Fabrication of a high-frequency phased array with sparse Vernier array element spacing for grating lobe suppression

This work presents the design, fabrication and characterization of a 50 MHz Vernier array. The Vernier array was based on a 128 element transducer with half-wavelength pitch, where every third element was used for transmit, every forth element was used for receive and unused elements were left inactive. The array was a forward looking kerfless design based on a PZT-5H substrate with an element-to-element pitch of 19 microns, and the probe was packaged in a 2.5 mm by 3.1 mm endoscopic form factor.
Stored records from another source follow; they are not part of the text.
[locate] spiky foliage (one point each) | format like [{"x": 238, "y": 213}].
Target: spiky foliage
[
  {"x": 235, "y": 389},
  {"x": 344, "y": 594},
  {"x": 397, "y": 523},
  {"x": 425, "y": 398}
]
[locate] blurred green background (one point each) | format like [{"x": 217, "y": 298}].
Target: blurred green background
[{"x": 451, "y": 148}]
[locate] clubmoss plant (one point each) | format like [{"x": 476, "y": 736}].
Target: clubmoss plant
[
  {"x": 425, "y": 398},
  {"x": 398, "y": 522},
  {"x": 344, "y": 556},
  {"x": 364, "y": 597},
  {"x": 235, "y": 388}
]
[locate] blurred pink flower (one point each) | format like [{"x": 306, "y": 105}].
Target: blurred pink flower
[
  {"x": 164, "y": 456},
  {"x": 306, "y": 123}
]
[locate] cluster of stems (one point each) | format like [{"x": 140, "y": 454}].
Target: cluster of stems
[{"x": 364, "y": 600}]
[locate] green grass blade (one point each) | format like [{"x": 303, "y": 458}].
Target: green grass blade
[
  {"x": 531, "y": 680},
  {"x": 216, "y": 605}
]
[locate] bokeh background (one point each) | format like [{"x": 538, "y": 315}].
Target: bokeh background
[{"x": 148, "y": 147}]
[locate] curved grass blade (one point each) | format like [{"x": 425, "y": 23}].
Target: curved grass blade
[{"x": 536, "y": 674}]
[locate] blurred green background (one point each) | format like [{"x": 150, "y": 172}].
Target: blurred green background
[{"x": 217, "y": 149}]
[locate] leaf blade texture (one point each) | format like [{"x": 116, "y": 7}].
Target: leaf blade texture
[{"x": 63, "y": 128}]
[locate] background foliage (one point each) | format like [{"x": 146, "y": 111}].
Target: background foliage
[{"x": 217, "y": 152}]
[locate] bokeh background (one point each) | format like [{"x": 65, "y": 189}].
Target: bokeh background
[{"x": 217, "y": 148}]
The array was fabricated with a single P(VDF-TrFE)-copolymer matching layer and a polymethylpentene (TPX) lens for passive elevation focusing to a depth of 6 mm. To generate beam profiles, images and videos, the transducer was connected to an in-house developed 64-channel, high-frequency phased array beamformer. Near real-time radiation patterns and images were collected at a frame rate of 10 Hz. The performance of the Vernier array was directly compared to that of a previously developed phased array transducer with approximately one-wavelength pitch. Both transducers possessed similar two-way beamformed pulse bandwidths of 60%. At large steering angles the Vernier array suppressed the grating lobe levels 15 dB over the previously developed phased array, however, as a result of the sparseness of the Vernier array, the measured two-way sensitivity was 18.2 dB lower than the phased array with the fully active aperture. Experimental measurements were in good agreement with the theoretical predictions of 20dB grating lobe suppression and 22dB lower sensitivity than the phased array. Comparison images were generated of wire phantoms in a water bath as well as wire phantoms situated in a tissue phantom in order to assess the tradeoff between lower grating lobe levels at the expense of lower sensitivity.